Re: [PATCH v5 16/30] tcg/loongarch64: Implement shl/shr/sar/rotl/rotr ops
Posted by Philippe Mathieu-Daudé 1 year ago
On 9/24/21 19:25, WANG Xuerui wrote:
> Signed-off-by: WANG Xuerui <git@xen0n.name>
> Reviewed-by: Richard Henderson <richard.henderson@linaro.org>
> ---
>   tcg/loongarch64/tcg-target-con-set.h |  1 +
>   tcg/loongarch64/tcg-target.c.inc     | 91 ++++++++++++++++++++++++++++
>   tcg/loongarch64/tcg-target.h         |  4 +-
>   3 files changed, 94 insertions(+), 2 deletions(-)

> diff --git a/tcg/loongarch64/tcg-target.c.inc b/tcg/loongarch64/tcg-target.c.inc
> index 1ab690bab6..32676e83af 100644
> --- a/tcg/loongarch64/tcg-target.c.inc
> +++ b/tcg/loongarch64/tcg-target.c.inc
> @@ -580,6 +580,85 @@ static void tcg_out_op(TCGContext *s, TCGOpcode opc,
>           tcg_out_clzctz(s, OPC_CTZ_D, a0, a1, a2, c2, false);
>           break;
>   
> +    case INDEX_op_shl_i32:
> +        if (c2) {

Why can't we use:

                tcg_debug_assert(a2 <= 0x1f);
                tcg_out_opc_slli_w(s, a0, a1, a2);

?

> +            tcg_out_opc_slli_w(s, a0, a1, a2 & 0x1f);
> +        } else {
> +            tcg_out_opc_sll_w(s, a0, a1, a2);
> +        }
> +        break;

Re: [PATCH v5 16/30] tcg/loongarch64: Implement shl/shr/sar/rotl/rotr ops
Posted by Richard Henderson 1 year ago
On 9/25/21 6:05 AM, Philippe Mathieu-Daudé wrote:
>> +    case INDEX_op_shl_i32:
>> +        if (c2) {
> 
> Why can't we use:
> 
>                 tcg_debug_assert(a2 <= 0x1f);
>                 tcg_out_opc_slli_w(s, a0, a1, a2);
> 
> ?

Because tcg/optimize.c can produce out-of-range values.
We have this same masking in tcg/sparc/ starting as far back as 1fd95946657.

Officially, the tcg backend generator must accept this, with UNSPECIFIED behaviour. 
Generally, such out-of-range shifts will be followed by a conditional move that overwrites 
the undefined result.  The tcg backend is not allowed to trap or assert.


r~

Re: [PATCH v5 16/30] tcg/loongarch64: Implement shl/shr/sar/rotl/rotr ops
Posted by Philippe Mathieu-Daudé 1 year ago
On 9/25/21 16:09, Richard Henderson wrote:
> On 9/25/21 6:05 AM, Philippe Mathieu-Daudé wrote:
>>> +    case INDEX_op_shl_i32:
>>> +        if (c2) {
>>
>> Why can't we use:
>>
>>                 tcg_debug_assert(a2 <= 0x1f);
>>                 tcg_out_opc_slli_w(s, a0, a1, a2);
>>
>> ?
> 
> Because tcg/optimize.c can produce out-of-range values.
> We have this same masking in tcg/sparc/ starting as far back as 
> 1fd95946657.
> 
> Officially, the tcg backend generator must accept this, with UNSPECIFIED 
> behaviour.

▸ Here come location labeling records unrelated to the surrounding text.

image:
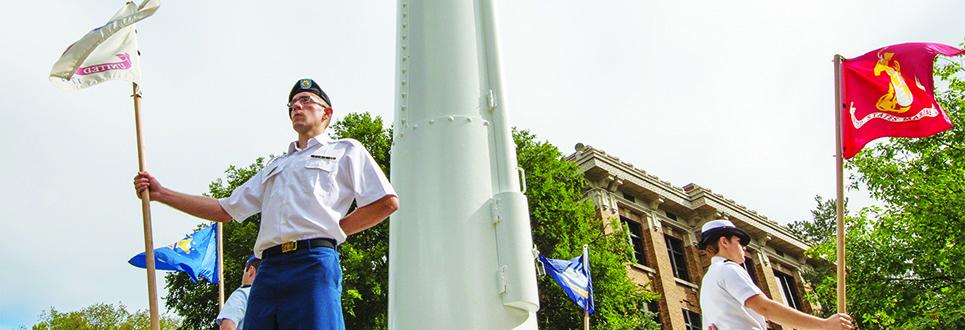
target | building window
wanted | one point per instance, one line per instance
(749, 266)
(634, 230)
(655, 309)
(629, 197)
(692, 321)
(788, 291)
(675, 248)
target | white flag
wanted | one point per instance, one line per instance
(105, 53)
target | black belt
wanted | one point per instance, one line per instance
(293, 246)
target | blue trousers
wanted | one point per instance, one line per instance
(297, 290)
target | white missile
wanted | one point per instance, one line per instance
(460, 248)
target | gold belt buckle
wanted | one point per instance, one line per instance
(289, 246)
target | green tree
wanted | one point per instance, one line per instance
(905, 257)
(101, 316)
(820, 231)
(562, 222)
(197, 303)
(365, 256)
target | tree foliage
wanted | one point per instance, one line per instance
(101, 316)
(905, 257)
(562, 222)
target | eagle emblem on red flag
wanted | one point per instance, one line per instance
(890, 92)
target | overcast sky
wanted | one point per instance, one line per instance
(735, 96)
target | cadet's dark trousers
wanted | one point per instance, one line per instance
(297, 290)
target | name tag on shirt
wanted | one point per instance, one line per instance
(322, 162)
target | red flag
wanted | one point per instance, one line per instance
(890, 92)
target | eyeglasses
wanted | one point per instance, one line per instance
(303, 100)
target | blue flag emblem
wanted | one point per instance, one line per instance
(196, 255)
(574, 277)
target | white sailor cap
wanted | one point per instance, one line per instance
(713, 230)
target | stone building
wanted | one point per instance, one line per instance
(663, 224)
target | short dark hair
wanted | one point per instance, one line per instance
(254, 262)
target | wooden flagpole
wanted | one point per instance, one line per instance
(586, 320)
(146, 215)
(220, 265)
(839, 184)
(586, 312)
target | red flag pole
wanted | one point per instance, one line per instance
(839, 185)
(146, 216)
(220, 266)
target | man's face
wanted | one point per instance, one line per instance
(307, 111)
(731, 248)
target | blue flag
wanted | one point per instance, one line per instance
(196, 255)
(574, 277)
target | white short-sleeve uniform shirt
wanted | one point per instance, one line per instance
(304, 194)
(723, 291)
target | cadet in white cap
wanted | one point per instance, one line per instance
(728, 297)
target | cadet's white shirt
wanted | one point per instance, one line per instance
(234, 308)
(305, 193)
(723, 291)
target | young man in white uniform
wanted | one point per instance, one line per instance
(304, 198)
(728, 297)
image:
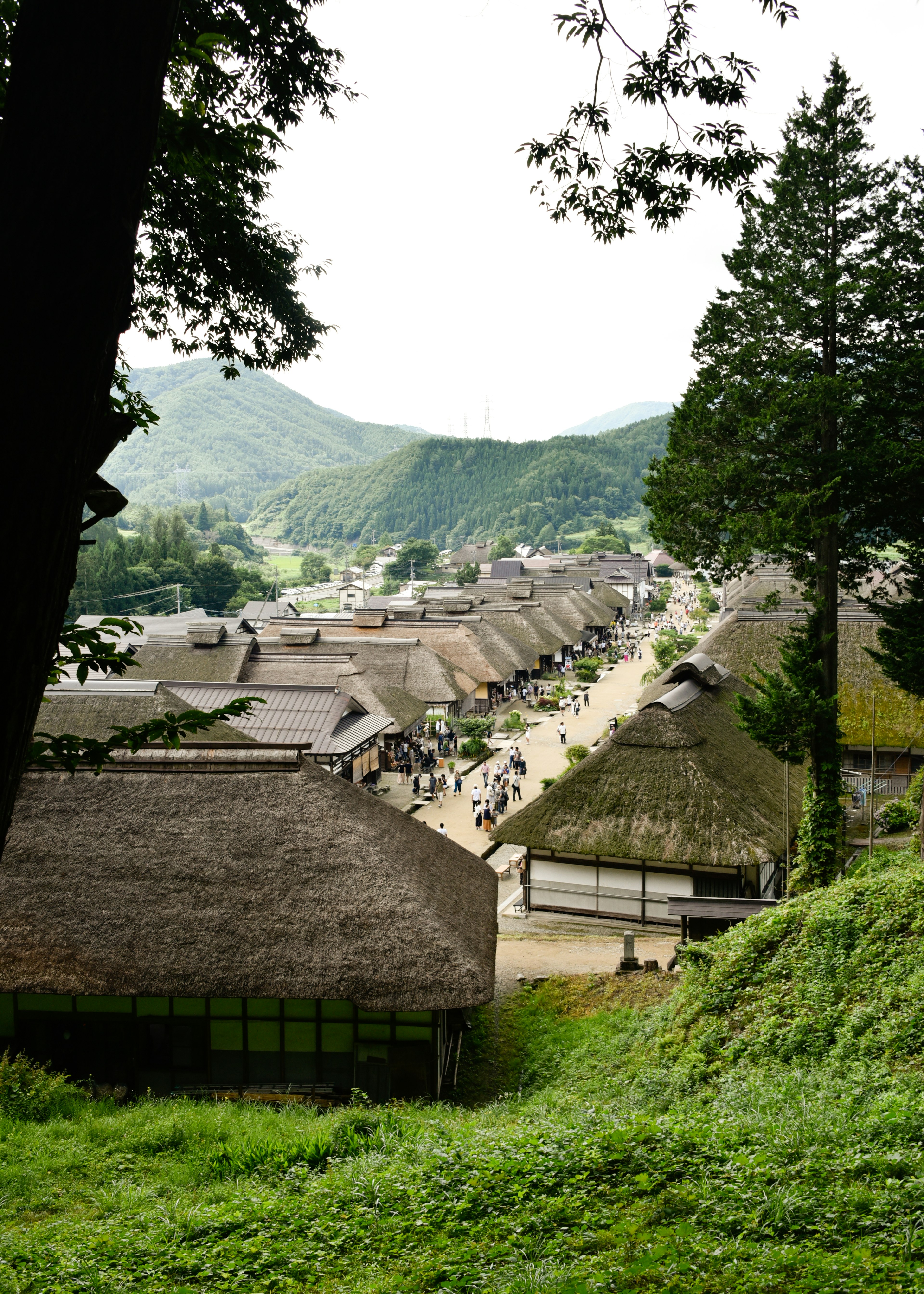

Generally, such out-of-range shifts will be followed by a 
> conditional move that overwrites the undefined result.  The tcg backend 
> is not allowed to trap or assert.

Ah now I understand, TIL again :) Thanks.

So for this patch:
Reviewed-by: Philippe Mathieu-Daudé <f4bug@amsat.org>